Trame noire : une application encore timide sur le territoire français

En France, des territoires ont adopté la démarche en menant des séries d’expériences pour visualiser les frictions entre la lumière des espaces urbains et les corridors écologiques. Le Parc national des Pyrénées a notamment œuvré de concert avec les syndicats départementaux d’énergie pour accompagner les collectivités locales dans l’application de bonnes pratiques au regard de leur éclairage public dans certaines zones susceptibles de nuire à la biodiversité.

La métropole lilloise s’est également emparée du sujet et a sorti une étude dans laquelle elle met en avant une série d’étapes pour mettre en place la trame noire :

  1. Diagnostic
  2. Identification du réseau écologique
  3. Identification des zones de conflits entre le réseau écologique et l’éclairage nocturne
  4. Plan d’action
  5. Processus de suivi

Néanmoins, l’étude rapporte que cette méthode ne saurait être gravée dans le marbre et doit être mise en perspective, au regard des exigences écologiques de la faune et de la flore étudiées.

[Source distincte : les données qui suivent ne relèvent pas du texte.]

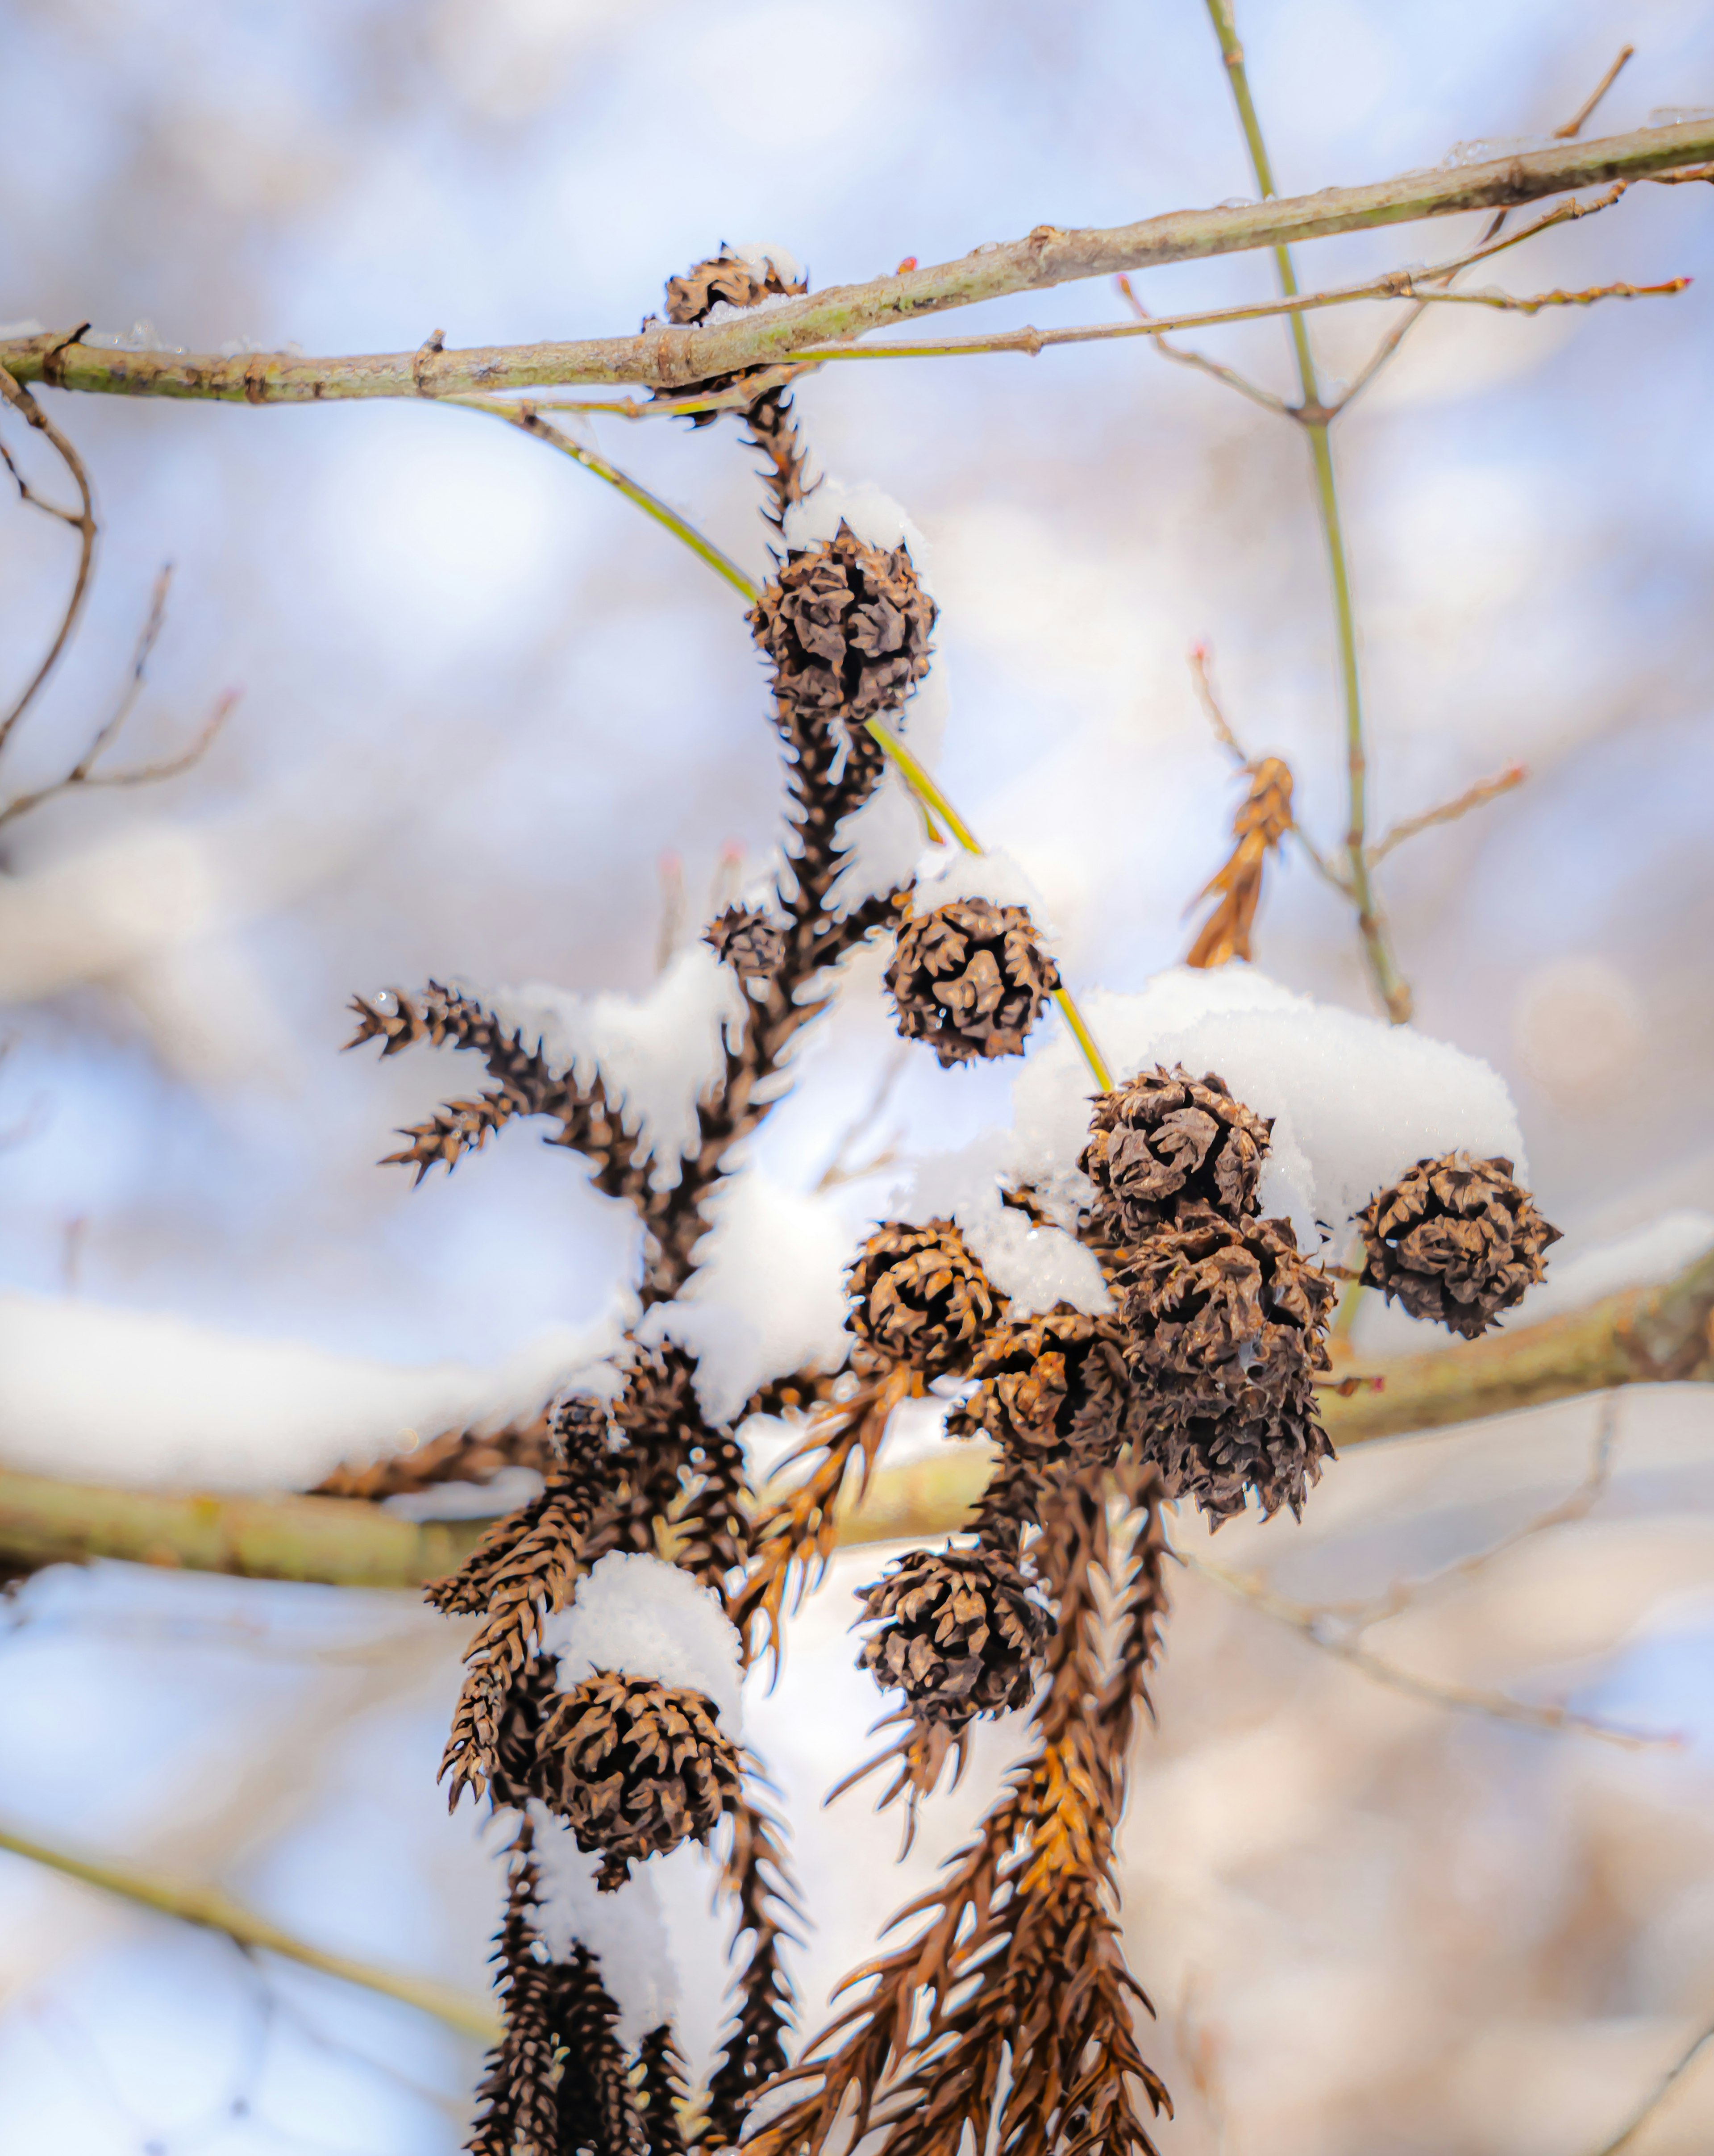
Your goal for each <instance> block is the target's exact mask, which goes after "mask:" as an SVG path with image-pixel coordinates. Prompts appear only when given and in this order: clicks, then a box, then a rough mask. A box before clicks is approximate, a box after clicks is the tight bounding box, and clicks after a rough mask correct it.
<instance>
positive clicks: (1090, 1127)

Elle constitue malgré tout une base devant être alimentée par des « recherches scientifiques interdisciplinaires pour inclure sur le long terme les chercheurs et sur le court terme les constructeurs de l’éclairage ».

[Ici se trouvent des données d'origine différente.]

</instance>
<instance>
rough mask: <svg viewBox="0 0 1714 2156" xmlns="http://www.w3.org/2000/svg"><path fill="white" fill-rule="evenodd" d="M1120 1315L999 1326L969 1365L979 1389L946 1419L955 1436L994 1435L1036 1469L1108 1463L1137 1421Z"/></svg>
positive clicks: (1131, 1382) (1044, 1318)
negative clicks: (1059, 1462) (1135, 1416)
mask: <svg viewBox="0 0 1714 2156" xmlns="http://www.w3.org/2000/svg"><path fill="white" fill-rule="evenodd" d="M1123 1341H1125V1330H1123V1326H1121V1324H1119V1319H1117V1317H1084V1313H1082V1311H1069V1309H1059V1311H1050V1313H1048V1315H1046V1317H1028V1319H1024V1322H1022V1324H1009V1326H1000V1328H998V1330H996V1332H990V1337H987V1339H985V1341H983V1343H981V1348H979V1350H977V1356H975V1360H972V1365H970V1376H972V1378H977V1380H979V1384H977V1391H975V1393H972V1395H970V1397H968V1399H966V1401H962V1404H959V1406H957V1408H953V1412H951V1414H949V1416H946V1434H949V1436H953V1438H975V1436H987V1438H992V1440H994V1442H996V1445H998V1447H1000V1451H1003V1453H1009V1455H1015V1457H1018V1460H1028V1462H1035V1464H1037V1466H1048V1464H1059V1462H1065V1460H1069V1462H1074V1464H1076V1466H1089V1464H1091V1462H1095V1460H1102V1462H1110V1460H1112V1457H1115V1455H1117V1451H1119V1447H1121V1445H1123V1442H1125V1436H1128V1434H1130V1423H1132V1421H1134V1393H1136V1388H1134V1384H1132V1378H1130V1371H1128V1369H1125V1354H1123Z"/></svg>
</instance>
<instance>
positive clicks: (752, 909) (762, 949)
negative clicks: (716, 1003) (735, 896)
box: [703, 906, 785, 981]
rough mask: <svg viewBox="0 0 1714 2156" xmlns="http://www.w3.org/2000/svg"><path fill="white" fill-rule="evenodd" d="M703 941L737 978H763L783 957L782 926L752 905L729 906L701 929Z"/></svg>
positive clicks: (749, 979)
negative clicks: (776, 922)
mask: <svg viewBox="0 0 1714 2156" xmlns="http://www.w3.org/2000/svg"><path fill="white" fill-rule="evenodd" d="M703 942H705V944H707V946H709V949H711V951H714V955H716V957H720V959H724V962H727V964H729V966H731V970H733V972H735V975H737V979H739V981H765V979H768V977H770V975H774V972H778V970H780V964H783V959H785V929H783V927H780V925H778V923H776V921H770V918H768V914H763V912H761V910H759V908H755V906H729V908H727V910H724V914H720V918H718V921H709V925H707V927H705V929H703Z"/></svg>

La région Occitanie, quant à elle, propose une cartographie de la pollution lumineuse sur sa région afin de sensibiliser et mobiliser les parties prenantes sur les conséquences de l’éclairage public. En superposant des couches de continuités écologiques régionales et en les croisant à la carte régionale de pollution lumineuse, elle réussit à montrer les zones de conflits avec les espaces où la présence humaine est forte comme la métropole de Toulouse. Ces résultats servent ainsi de fondements pour discuter des leviers que la collectivité doit mettre en place pour concilier les enjeux de sécurité et de confort pour ses habitants et les enjeux biologiques.

Trame noire et smart lighting : conjuguer protection de la biodiversité et besoins humains

Depuis une dizaine d’années, les communes pratiquent de plus en plus la coupure de l’éclairage public la nuit, dans un soucis de réduction de la facture d’électricité. Si cette pratique présente une véritable valeur ajoutée en réduisant de presque 50 % la consommation d’énergie, il n’en demeure pas moins que, sur le plan écologique, elle n’a pas l’impact escompté si elle n’est pas réalisée au bon moment. En effet, certaines espèces nocturnes sont en pic d’activité en début ou fin de nuit, au moment où l’éclairage public est encore allumé.

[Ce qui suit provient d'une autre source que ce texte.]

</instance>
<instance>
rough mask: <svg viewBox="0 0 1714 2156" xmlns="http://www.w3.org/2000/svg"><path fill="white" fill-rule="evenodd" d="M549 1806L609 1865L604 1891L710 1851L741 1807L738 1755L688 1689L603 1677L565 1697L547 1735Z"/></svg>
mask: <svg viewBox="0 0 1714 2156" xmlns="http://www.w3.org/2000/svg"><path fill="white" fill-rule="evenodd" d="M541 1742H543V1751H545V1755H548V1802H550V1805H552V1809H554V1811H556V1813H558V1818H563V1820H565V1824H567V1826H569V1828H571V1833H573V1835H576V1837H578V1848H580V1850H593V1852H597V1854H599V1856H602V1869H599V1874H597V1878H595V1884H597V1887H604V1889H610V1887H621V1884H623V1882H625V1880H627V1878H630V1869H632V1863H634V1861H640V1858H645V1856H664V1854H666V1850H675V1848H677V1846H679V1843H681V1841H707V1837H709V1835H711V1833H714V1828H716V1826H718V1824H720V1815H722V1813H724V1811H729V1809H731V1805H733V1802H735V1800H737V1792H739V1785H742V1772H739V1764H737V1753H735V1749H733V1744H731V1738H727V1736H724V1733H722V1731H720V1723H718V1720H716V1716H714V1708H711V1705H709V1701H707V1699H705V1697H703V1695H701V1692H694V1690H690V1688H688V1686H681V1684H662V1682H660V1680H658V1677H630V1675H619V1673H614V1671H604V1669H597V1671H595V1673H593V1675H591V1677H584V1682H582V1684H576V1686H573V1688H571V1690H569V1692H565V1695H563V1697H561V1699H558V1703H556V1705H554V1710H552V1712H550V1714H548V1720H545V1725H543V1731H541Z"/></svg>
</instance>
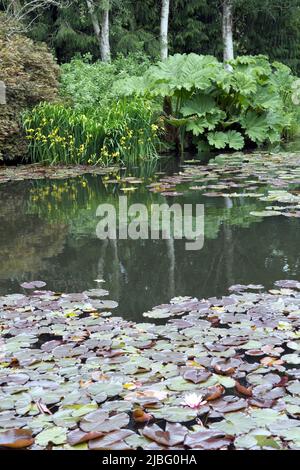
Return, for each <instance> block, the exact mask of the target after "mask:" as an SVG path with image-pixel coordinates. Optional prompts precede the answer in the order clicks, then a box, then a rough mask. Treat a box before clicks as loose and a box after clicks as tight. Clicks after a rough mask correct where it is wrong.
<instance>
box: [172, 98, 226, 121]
mask: <svg viewBox="0 0 300 470" xmlns="http://www.w3.org/2000/svg"><path fill="white" fill-rule="evenodd" d="M180 111H181V113H182V115H183V116H192V115H193V114H196V115H197V116H199V117H200V116H205V114H206V113H211V112H213V111H218V108H216V103H215V100H214V98H213V97H211V96H209V95H197V96H195V97H192V99H190V100H188V101H186V102H185V104H184V106H183V107H182V108H181V110H180Z"/></svg>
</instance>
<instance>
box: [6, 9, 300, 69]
mask: <svg viewBox="0 0 300 470" xmlns="http://www.w3.org/2000/svg"><path fill="white" fill-rule="evenodd" d="M7 1H8V0H0V8H1V4H2V5H5V4H6V3H7ZM21 1H23V0H21ZM160 3H161V2H160V1H157V0H111V9H110V19H111V21H110V23H111V48H112V52H113V55H114V56H116V55H117V54H119V53H123V54H125V55H127V54H128V53H130V52H136V51H142V52H144V53H146V54H148V55H150V56H152V57H154V58H155V57H156V56H158V54H159V17H160ZM221 3H222V2H221V0H189V1H186V0H172V1H171V2H170V8H171V11H170V34H169V36H170V52H171V53H172V54H174V53H190V52H195V53H197V54H211V55H215V56H217V57H218V58H219V59H220V58H221V57H222V35H221ZM299 7H300V0H284V1H279V0H247V1H245V0H234V18H235V21H234V37H235V47H236V53H237V55H244V54H252V55H256V54H266V55H269V56H270V58H271V59H272V60H278V61H281V62H284V63H286V64H287V65H289V66H290V67H292V69H293V70H294V71H295V72H297V73H300V59H299V57H300V54H299V51H300V9H299ZM74 11H76V14H74ZM35 17H37V18H36V20H35V21H34V22H33V23H32V20H33V19H34V18H35ZM28 22H29V23H30V34H31V36H32V38H33V39H35V40H38V41H45V42H47V44H48V45H49V46H50V47H51V48H53V50H55V53H56V56H57V57H58V60H59V62H61V63H63V62H68V61H69V60H70V59H72V58H73V57H74V55H75V54H77V53H81V54H85V53H91V54H92V55H93V57H94V59H97V58H99V51H98V46H97V41H96V39H95V36H94V32H93V27H92V24H91V20H90V17H89V15H88V12H87V7H86V1H85V0H74V2H73V4H72V6H71V7H70V8H58V7H56V6H55V5H52V6H49V8H48V9H46V10H43V11H40V12H39V15H38V16H37V15H36V12H34V13H32V14H31V15H30V17H29V18H28Z"/></svg>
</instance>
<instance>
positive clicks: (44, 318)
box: [0, 281, 300, 450]
mask: <svg viewBox="0 0 300 470" xmlns="http://www.w3.org/2000/svg"><path fill="white" fill-rule="evenodd" d="M22 287H23V288H24V289H25V290H24V294H14V295H7V296H2V297H1V298H0V331H1V343H0V346H1V356H2V357H1V369H0V383H1V396H0V398H1V399H0V423H1V424H0V426H1V428H2V429H3V430H2V431H1V433H0V444H1V445H2V446H4V447H12V448H20V447H24V448H29V449H33V450H34V449H45V448H47V449H52V448H53V449H72V448H79V449H88V448H89V449H137V448H143V449H147V450H148V449H182V448H186V449H190V448H191V449H232V448H233V449H262V448H263V449H288V448H290V449H299V448H300V421H299V420H298V418H299V414H300V406H299V405H300V398H299V395H300V388H299V368H297V367H298V366H299V363H300V358H299V348H300V342H299V323H300V316H299V312H300V282H297V281H279V282H277V283H276V286H275V287H274V288H273V289H271V290H269V291H264V289H263V287H262V286H256V285H250V286H242V285H236V286H232V287H231V289H230V291H231V293H230V295H229V296H227V297H222V298H220V299H217V298H209V299H205V300H204V299H202V300H197V299H196V298H188V297H179V298H174V299H173V300H172V301H171V303H170V304H167V305H161V306H159V307H156V308H155V309H153V310H152V311H150V312H148V313H147V314H146V318H149V317H150V318H151V319H154V318H160V319H165V318H169V317H170V319H169V320H168V323H167V324H165V325H164V324H162V325H155V324H153V323H135V322H132V321H126V320H124V319H123V318H120V317H111V318H108V316H109V315H110V314H111V309H112V308H114V307H116V305H117V304H116V303H115V302H113V301H111V300H107V298H108V292H107V291H105V290H104V289H102V288H100V289H91V290H89V291H86V292H83V293H81V294H61V293H55V292H51V291H47V290H41V289H43V288H44V287H45V284H44V283H43V282H41V281H37V282H31V283H25V284H23V286H22ZM28 291H29V292H30V294H28V293H27V292H28ZM162 429H165V431H166V432H165V433H161V430H162Z"/></svg>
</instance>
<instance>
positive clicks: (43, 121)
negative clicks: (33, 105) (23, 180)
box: [23, 98, 159, 165]
mask: <svg viewBox="0 0 300 470" xmlns="http://www.w3.org/2000/svg"><path fill="white" fill-rule="evenodd" d="M23 122H24V128H25V132H26V136H27V139H28V142H29V156H30V159H31V160H32V161H33V162H42V163H48V164H55V163H64V164H72V163H73V164H99V165H111V164H116V163H119V164H126V165H129V164H133V165H135V164H138V163H141V162H143V161H149V160H152V159H153V158H156V157H157V152H156V148H157V146H158V143H159V136H158V131H159V129H158V126H157V125H156V124H155V121H154V116H153V111H152V108H151V106H150V105H149V103H148V101H147V100H146V99H144V98H135V99H122V100H116V101H115V102H114V103H112V104H111V105H110V106H107V107H95V108H94V107H93V108H92V107H88V108H85V109H81V108H73V107H71V106H64V105H62V104H42V105H40V106H37V107H36V108H34V109H33V110H32V111H30V112H28V113H26V114H25V115H24V118H23Z"/></svg>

C’est pourquoi, opter pour une gestion intelligente de l’éclairage répondrait de manière plus efficace aux exigences biologiques. En dotant le parc de candélabres de capteurs permettant un pilotage à distance ou une détection des présences, les collectivités locales concilient les besoins et le confort des habitants (passage de piétons, voitures, cyclistes, sentiment de sécurité…), les enjeux économiques (réduction de coût) et évidemment les enjeux environnementaux. Le choix de LED est également un objet de discussions pour le respect de la biodiversité. En effet, lorsqu’elles diffusent une lumière blanche voire bleutée, plus confortable pour le confort des citoyens et l’indice de rendu de couleur (IRC), elles émettent des longueurs d’onde bleues auxquelles réagissent certaines espèces et qui impactent négativement les espèces crépusculaires. C’est pourquoi l’arrêté sur les nuisances lumineuses du 28 décembre 2018 prévoit que la température de couleur des LED ne dépasse pas la valeur maximale de 3 000 K afin de limiter l’émission d’onde bleues.

Aujourd’hui, la trame noire n’est pas réglementée mais les collectivités locales commencent progressivement à la prendre en compte en développant une gestion intelligente de leur éclairage public, respectueuse de l’environnement.